Tag Archives: passwords

Why Having Different Passwords Matter.

317657937_4595dfcff6For years, myself and many people I know used a fairly simple password strength hierarchy.  You had a simple password for all those forum sites, and unimportant websites.  You had a more complex password for sites that probably involved transactions, maybe your utility company, or Amazon.  Finally, you had a top-level password reserved for bank or credit card website access, which probably exceeded 12 characters and had punctuation and mixed-case letters.  The rationale was that if someone hacked one of the lower-level passwords, they would only have access to some special interest group forum, and who cared about that, you could always reset the password.

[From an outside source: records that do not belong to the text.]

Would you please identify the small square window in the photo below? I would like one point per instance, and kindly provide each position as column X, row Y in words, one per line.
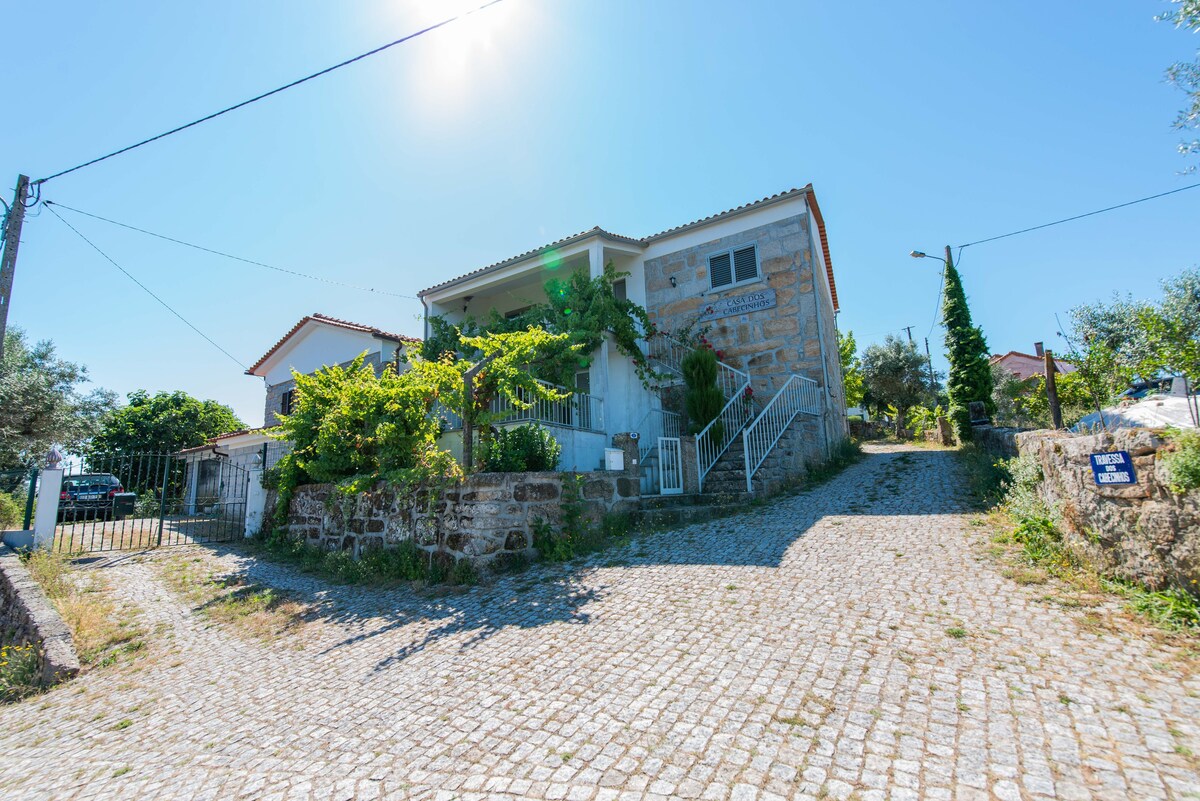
column 731, row 267
column 517, row 312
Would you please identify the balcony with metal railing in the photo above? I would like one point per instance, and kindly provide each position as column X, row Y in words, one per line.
column 579, row 411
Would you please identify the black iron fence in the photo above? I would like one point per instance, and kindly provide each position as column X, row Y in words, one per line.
column 124, row 501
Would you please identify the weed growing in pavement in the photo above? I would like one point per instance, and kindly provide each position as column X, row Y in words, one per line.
column 1024, row 519
column 576, row 535
column 103, row 632
column 376, row 566
column 251, row 608
column 21, row 674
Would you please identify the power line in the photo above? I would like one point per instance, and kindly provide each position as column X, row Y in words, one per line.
column 229, row 256
column 1090, row 214
column 147, row 289
column 268, row 94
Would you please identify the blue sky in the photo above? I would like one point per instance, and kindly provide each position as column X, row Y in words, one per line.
column 919, row 124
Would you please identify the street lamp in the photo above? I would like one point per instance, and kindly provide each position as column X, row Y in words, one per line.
column 929, row 357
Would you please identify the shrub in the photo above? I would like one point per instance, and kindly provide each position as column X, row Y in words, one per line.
column 1183, row 463
column 922, row 419
column 987, row 475
column 19, row 673
column 147, row 505
column 519, row 450
column 12, row 513
column 703, row 399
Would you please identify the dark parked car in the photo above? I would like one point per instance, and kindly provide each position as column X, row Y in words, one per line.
column 91, row 495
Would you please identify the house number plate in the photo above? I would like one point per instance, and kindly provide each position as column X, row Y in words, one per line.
column 755, row 301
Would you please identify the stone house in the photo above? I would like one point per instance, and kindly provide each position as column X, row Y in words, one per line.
column 220, row 468
column 760, row 279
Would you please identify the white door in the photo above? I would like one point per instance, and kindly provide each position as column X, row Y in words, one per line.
column 670, row 467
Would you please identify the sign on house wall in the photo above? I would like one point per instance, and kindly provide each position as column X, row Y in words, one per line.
column 1114, row 468
column 754, row 301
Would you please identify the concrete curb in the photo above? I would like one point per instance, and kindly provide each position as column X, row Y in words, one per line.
column 27, row 613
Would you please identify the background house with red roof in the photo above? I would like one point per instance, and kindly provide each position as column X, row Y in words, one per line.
column 1025, row 366
column 220, row 470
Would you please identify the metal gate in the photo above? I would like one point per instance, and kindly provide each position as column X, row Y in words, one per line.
column 130, row 501
column 670, row 467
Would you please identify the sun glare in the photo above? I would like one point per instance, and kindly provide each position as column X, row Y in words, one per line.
column 461, row 54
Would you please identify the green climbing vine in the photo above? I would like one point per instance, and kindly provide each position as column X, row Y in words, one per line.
column 580, row 308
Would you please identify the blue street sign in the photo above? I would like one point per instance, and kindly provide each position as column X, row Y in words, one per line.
column 1114, row 468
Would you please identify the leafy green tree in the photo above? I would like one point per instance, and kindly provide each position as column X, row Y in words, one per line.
column 703, row 399
column 1126, row 338
column 1171, row 329
column 347, row 421
column 970, row 378
column 1186, row 74
column 165, row 422
column 894, row 375
column 41, row 403
column 851, row 368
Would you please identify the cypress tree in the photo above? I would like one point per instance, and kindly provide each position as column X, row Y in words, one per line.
column 970, row 378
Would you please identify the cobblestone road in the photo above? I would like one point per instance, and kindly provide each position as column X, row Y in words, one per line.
column 796, row 650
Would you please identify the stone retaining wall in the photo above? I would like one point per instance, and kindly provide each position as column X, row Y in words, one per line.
column 1140, row 531
column 487, row 516
column 27, row 615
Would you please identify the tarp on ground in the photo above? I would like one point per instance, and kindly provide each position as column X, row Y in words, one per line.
column 1156, row 411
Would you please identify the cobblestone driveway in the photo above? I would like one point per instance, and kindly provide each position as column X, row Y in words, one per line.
column 796, row 650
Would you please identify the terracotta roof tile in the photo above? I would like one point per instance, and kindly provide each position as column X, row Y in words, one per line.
column 329, row 320
column 670, row 232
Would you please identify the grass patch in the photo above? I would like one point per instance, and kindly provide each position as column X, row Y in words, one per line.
column 1182, row 461
column 1025, row 524
column 1173, row 609
column 19, row 673
column 252, row 609
column 844, row 455
column 575, row 538
column 103, row 631
column 377, row 567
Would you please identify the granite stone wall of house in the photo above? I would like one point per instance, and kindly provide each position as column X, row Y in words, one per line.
column 487, row 516
column 769, row 342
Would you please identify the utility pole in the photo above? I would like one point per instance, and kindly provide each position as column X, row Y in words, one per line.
column 1053, row 390
column 13, row 221
column 933, row 381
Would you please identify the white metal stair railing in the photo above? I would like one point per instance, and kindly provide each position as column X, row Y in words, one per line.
column 579, row 410
column 797, row 396
column 655, row 423
column 733, row 383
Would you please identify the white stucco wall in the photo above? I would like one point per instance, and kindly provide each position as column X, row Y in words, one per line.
column 321, row 345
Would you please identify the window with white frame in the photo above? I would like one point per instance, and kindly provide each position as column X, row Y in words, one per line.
column 736, row 266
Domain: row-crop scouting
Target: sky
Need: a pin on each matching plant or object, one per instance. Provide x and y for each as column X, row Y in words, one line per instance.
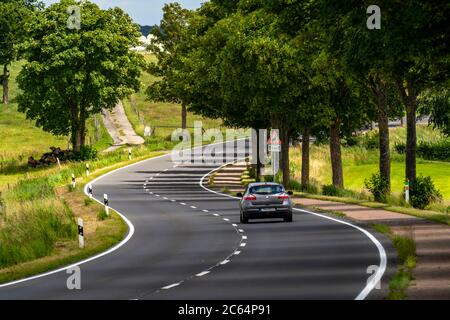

But here’s why we are wrong.  You see, most websites use an email / password combination, and what works on one site, works on another.  You may think that even if they get my password by hacking one site, how are they going to guess which other sites I’m a member of.  You think this because you’re imagining that there’s some bored hacker teenager staying up all night entering your email / password combination into a couple of key sites.  But he doesn’t exist.  Your details are fed into a complex network of computers that are trying your combination into thousands, if not millions of sites.  And, when a match is found, your details are stored in a database and sold to other hackers and organizations.  So that little forum that was run by a part-time enthusiast, who didn’t have time to implement complex security on the storage of passwords to his forum becomes ground zero for a sequence of attempted logins on websites around the world.

This is why you should have a different password for every site you visit or require registration on.

I’ll repeat that.  This is why you should have a different password for every site you visit or require registration on.  It’s important because, just like dominoes, once one site is compromised, every other site will fall.

Arguably, the best solution is to have password manager take care of all your passwords for you.  I’ve been recommended Dashlane by many people who’s opinions I respect. But, there are still aspects to this that cause concern. You are putting all your eggs in one basket with password managers. If someone cracks that nut, they get everything. I know it’s unlikely to happen, but it’s still a risk, especially as password managers now work in the cloud, enabling you to have your password management work across multiple devices, and we all know how secure the cloud is proving to be.

No.  I think the solution for the more paranoid amongst us is to maintain a system for having unique passwords for every site, but create a method for minimizing the amount of information to have to remember.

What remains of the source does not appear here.